La commune de Ngaliema, à Kinshasa, est aujourd’hui au cœur d’une inquiétude grandissante. Les habitants, confrontés à une recrudescence des enlèvements et à la montée du banditisme urbain tristement connu sous le nom de « Kuluna » vivent dans une insécurité permanente.
Les rues autrefois animées se transforment en zones de peur, où la quiétude des familles et la sécurité des biens ne sont plus garanties.Face à cette situation alarmante, Kabamba Junior, notable de la commune et président national de l’ASBL Le Repère, lance un appel solennel au Ministre de l’Intérieur, de la Décentralisation et des Affaires coutumières.
Dans une lettre ouverte, il dénonce l’insuffisance des moyens actuels de lutte contre la criminalité et plaide pour une solution moderne : la mise en place d’un système de vidéosurveillance.
Selon lui, l’installation de caméras de sécurité sur les principales artères et zones stratégiques de Ngaliema constituerait un outil dissuasif puissant, tout en facilitant l’identification et l’arrestation des auteurs d’actes criminels. « Les efforts des services de sécurité sont louables, mais ils peinent à contenir efficacement ce fléau », souligne-t-il, insistant sur la nécessité d’adopter des mesures innovantes adaptées aux réalités urbaines actuelles.

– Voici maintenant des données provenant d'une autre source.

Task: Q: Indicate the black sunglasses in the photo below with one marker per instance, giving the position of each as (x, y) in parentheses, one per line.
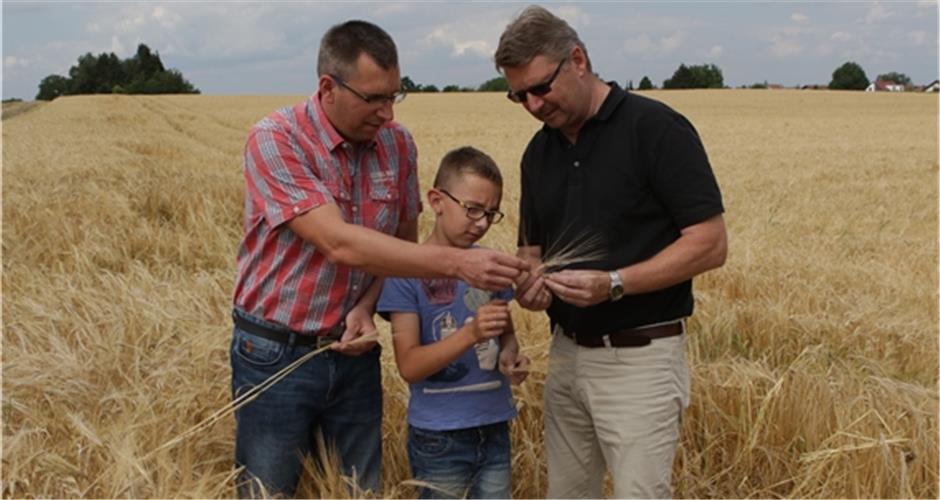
(476, 213)
(541, 89)
(395, 98)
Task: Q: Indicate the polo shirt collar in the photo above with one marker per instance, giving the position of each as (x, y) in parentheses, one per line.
(611, 102)
(329, 135)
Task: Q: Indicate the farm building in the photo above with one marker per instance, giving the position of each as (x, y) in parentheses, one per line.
(884, 86)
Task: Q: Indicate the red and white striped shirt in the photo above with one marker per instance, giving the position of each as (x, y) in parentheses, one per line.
(295, 161)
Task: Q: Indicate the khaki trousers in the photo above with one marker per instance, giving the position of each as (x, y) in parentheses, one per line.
(614, 408)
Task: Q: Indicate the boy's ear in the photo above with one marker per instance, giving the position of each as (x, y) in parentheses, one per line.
(436, 200)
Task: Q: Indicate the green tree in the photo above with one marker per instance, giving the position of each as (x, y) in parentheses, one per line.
(408, 85)
(51, 87)
(106, 73)
(704, 76)
(899, 78)
(849, 76)
(497, 84)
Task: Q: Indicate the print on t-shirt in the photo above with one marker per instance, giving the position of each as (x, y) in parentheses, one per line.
(444, 326)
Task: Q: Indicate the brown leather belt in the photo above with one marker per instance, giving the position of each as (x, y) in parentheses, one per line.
(282, 335)
(631, 337)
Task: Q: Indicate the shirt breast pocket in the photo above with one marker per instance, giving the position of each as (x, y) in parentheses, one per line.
(383, 206)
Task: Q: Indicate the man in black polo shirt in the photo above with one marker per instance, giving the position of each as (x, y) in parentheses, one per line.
(631, 170)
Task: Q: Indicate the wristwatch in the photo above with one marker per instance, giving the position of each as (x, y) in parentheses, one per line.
(616, 286)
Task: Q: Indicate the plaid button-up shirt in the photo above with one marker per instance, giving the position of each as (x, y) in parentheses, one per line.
(295, 161)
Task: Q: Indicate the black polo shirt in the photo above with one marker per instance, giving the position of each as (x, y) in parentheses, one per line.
(637, 175)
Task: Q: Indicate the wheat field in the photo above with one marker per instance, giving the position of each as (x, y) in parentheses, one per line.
(814, 350)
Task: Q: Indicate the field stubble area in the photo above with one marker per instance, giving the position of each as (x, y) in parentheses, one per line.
(813, 350)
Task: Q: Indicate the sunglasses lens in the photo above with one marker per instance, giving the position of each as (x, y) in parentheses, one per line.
(541, 89)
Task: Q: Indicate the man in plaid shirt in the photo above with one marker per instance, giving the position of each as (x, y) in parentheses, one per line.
(331, 205)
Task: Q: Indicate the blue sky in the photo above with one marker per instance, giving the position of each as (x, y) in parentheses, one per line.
(252, 48)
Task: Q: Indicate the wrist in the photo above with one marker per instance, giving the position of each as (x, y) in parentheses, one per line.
(615, 290)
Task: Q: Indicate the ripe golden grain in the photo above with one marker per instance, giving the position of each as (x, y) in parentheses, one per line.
(813, 351)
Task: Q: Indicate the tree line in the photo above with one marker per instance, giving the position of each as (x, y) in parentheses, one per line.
(144, 73)
(105, 73)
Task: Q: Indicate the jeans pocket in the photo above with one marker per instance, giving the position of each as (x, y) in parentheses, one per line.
(255, 350)
(428, 444)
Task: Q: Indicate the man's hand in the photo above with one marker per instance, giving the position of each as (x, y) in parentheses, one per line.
(581, 288)
(358, 324)
(491, 320)
(531, 292)
(488, 269)
(514, 365)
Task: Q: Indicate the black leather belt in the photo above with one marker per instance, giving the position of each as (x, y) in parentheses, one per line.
(631, 337)
(282, 335)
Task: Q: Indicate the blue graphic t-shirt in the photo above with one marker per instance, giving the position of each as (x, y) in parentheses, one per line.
(470, 391)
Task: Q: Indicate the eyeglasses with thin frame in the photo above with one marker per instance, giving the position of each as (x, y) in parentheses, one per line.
(520, 96)
(395, 98)
(476, 213)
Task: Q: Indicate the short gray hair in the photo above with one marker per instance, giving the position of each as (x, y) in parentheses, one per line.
(342, 44)
(536, 31)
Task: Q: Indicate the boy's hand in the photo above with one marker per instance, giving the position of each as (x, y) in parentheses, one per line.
(531, 292)
(491, 320)
(514, 365)
(488, 269)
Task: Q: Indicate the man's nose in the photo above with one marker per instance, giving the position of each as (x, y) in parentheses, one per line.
(386, 112)
(533, 102)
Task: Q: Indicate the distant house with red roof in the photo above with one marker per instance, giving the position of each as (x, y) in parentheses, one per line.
(885, 86)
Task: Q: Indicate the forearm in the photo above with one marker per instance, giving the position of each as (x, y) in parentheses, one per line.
(372, 251)
(697, 250)
(421, 361)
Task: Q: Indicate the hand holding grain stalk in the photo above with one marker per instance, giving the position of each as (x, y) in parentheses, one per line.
(253, 393)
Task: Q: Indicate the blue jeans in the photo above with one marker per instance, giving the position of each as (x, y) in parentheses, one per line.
(336, 395)
(465, 463)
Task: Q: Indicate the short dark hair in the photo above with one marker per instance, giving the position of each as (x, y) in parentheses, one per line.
(342, 44)
(467, 160)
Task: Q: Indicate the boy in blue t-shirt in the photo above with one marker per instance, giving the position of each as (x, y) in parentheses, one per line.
(450, 339)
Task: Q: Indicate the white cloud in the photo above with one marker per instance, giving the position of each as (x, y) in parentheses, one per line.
(877, 13)
(116, 46)
(786, 47)
(840, 36)
(644, 46)
(130, 24)
(445, 35)
(168, 19)
(917, 38)
(12, 62)
(575, 16)
(672, 42)
(638, 45)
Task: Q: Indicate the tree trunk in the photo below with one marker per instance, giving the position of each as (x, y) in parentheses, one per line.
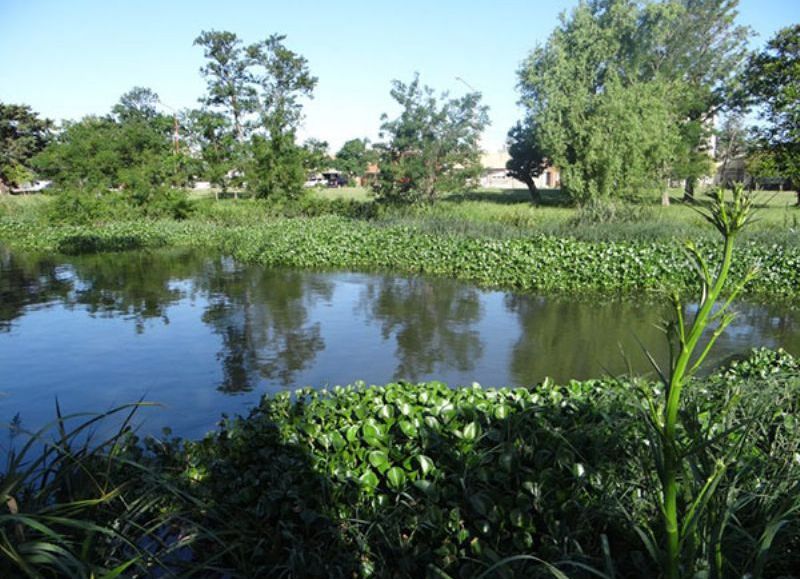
(688, 191)
(536, 196)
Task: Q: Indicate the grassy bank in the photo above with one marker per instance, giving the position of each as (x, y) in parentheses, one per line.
(531, 262)
(409, 480)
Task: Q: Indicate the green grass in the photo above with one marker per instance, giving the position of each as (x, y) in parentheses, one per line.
(417, 480)
(534, 263)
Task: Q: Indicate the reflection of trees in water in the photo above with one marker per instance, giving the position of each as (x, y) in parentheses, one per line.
(27, 281)
(138, 285)
(566, 340)
(583, 339)
(263, 319)
(766, 325)
(431, 321)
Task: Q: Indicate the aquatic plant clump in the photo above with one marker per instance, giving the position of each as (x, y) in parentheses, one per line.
(538, 263)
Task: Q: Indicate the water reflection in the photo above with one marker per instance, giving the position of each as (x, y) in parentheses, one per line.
(431, 324)
(263, 320)
(191, 330)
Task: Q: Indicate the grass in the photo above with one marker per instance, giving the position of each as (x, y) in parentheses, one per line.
(415, 480)
(491, 243)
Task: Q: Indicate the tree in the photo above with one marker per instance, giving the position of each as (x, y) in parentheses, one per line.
(315, 156)
(138, 104)
(281, 79)
(258, 88)
(696, 43)
(620, 71)
(773, 83)
(432, 146)
(131, 150)
(354, 157)
(22, 135)
(527, 157)
(732, 142)
(210, 133)
(229, 82)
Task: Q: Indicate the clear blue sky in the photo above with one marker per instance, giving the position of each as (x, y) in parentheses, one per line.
(71, 58)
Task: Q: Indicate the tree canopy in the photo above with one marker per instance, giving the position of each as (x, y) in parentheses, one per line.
(432, 146)
(22, 135)
(623, 93)
(773, 83)
(254, 106)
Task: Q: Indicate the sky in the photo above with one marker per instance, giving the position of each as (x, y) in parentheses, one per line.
(67, 59)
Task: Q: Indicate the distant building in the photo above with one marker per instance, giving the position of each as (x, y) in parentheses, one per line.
(495, 174)
(32, 187)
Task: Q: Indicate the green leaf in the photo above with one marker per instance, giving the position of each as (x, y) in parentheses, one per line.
(425, 463)
(396, 477)
(369, 479)
(471, 431)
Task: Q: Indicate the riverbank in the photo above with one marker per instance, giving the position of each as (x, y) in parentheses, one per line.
(408, 480)
(535, 263)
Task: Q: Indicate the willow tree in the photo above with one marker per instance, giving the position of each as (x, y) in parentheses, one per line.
(623, 93)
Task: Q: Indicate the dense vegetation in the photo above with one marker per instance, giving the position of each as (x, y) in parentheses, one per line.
(408, 480)
(519, 258)
(610, 478)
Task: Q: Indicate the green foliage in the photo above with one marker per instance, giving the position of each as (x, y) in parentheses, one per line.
(81, 207)
(22, 135)
(354, 156)
(315, 156)
(276, 168)
(773, 82)
(432, 147)
(75, 507)
(412, 479)
(527, 262)
(621, 94)
(254, 99)
(527, 160)
(688, 522)
(132, 151)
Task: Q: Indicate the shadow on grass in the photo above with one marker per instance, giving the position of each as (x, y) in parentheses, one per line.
(90, 243)
(450, 497)
(550, 197)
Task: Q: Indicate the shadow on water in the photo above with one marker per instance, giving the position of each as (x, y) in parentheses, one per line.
(431, 325)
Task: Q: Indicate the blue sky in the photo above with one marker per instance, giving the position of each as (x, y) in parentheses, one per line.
(71, 58)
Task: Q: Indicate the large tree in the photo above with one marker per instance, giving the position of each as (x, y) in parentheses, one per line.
(354, 157)
(432, 146)
(527, 160)
(131, 149)
(773, 83)
(645, 77)
(228, 78)
(258, 89)
(22, 135)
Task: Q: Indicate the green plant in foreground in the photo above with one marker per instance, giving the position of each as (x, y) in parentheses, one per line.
(78, 508)
(687, 355)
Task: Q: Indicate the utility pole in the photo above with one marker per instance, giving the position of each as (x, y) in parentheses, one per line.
(465, 83)
(175, 127)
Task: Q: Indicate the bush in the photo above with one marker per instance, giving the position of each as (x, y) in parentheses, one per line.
(408, 480)
(87, 207)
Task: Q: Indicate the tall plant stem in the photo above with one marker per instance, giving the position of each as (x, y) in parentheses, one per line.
(680, 373)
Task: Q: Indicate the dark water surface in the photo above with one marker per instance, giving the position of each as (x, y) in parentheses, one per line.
(205, 335)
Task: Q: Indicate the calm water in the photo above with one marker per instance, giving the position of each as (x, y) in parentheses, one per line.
(204, 335)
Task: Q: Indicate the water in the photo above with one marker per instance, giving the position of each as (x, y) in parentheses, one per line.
(205, 336)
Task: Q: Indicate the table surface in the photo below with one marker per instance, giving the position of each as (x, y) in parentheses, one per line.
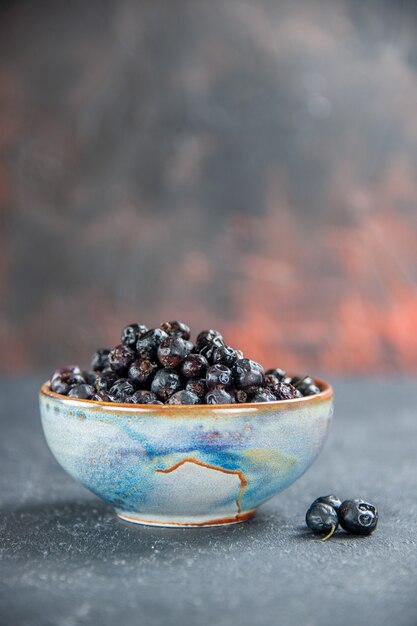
(66, 560)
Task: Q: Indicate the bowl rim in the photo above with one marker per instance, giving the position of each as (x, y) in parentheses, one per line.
(326, 393)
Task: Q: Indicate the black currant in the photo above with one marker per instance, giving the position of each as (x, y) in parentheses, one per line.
(322, 519)
(183, 397)
(100, 359)
(219, 376)
(171, 351)
(225, 355)
(177, 329)
(331, 500)
(194, 366)
(197, 386)
(120, 358)
(141, 371)
(83, 392)
(220, 396)
(131, 334)
(263, 395)
(283, 391)
(248, 375)
(121, 390)
(358, 517)
(144, 396)
(165, 383)
(147, 345)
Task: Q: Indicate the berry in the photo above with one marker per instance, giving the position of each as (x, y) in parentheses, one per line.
(322, 519)
(206, 337)
(83, 392)
(271, 381)
(225, 355)
(120, 358)
(305, 385)
(330, 500)
(131, 334)
(66, 370)
(183, 397)
(142, 370)
(248, 375)
(283, 391)
(65, 378)
(358, 517)
(147, 345)
(121, 390)
(220, 396)
(197, 386)
(100, 359)
(277, 372)
(241, 396)
(105, 380)
(176, 329)
(171, 351)
(165, 383)
(144, 397)
(194, 366)
(219, 376)
(89, 377)
(263, 395)
(102, 396)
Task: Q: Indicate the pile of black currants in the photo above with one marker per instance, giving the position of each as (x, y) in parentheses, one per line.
(162, 366)
(356, 517)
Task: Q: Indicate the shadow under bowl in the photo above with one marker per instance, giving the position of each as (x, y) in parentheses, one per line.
(199, 465)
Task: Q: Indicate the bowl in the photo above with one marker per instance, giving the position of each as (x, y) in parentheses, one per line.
(200, 465)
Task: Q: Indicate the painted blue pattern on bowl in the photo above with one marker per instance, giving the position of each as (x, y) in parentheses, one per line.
(186, 465)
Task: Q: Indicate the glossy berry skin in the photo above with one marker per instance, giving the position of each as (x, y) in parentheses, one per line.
(165, 383)
(305, 385)
(197, 386)
(147, 345)
(89, 377)
(194, 366)
(82, 392)
(144, 397)
(100, 359)
(248, 375)
(102, 396)
(176, 329)
(241, 396)
(120, 358)
(121, 390)
(225, 355)
(358, 517)
(277, 372)
(62, 383)
(282, 391)
(105, 380)
(183, 397)
(330, 500)
(220, 396)
(263, 395)
(219, 376)
(131, 334)
(321, 518)
(171, 351)
(142, 371)
(208, 337)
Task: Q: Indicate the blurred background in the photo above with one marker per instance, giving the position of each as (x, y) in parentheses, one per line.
(246, 166)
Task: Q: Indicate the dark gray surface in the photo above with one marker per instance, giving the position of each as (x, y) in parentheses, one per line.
(66, 560)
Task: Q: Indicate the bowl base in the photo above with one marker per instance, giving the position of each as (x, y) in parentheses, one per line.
(197, 521)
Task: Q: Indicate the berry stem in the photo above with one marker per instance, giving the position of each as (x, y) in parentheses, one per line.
(330, 533)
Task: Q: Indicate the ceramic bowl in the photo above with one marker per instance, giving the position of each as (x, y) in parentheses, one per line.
(200, 465)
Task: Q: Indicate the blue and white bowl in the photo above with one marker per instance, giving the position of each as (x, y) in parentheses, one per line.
(200, 465)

Kabamba Junior propose également une approche participative : encadrer des jeunes volontaires de la commune, sous la supervision des autorités compétentes, afin d’assurer une veille citoyenne autour de ces dispositifs.
Une manière de responsabiliser la communauté et de renforcer le lien entre population et institutions.Ce plaidoyer, au-delà d’un simple appel, traduit l’urgence d’une action concrète. Ngaliema, comme l’ensemble de Kinshasa, aspire à retrouver sa dignité et sa tranquillité. La sécurité des populations n’est pas seulement une exigence sociale, elle est la condition sine qua non de la stabilité de la capitale.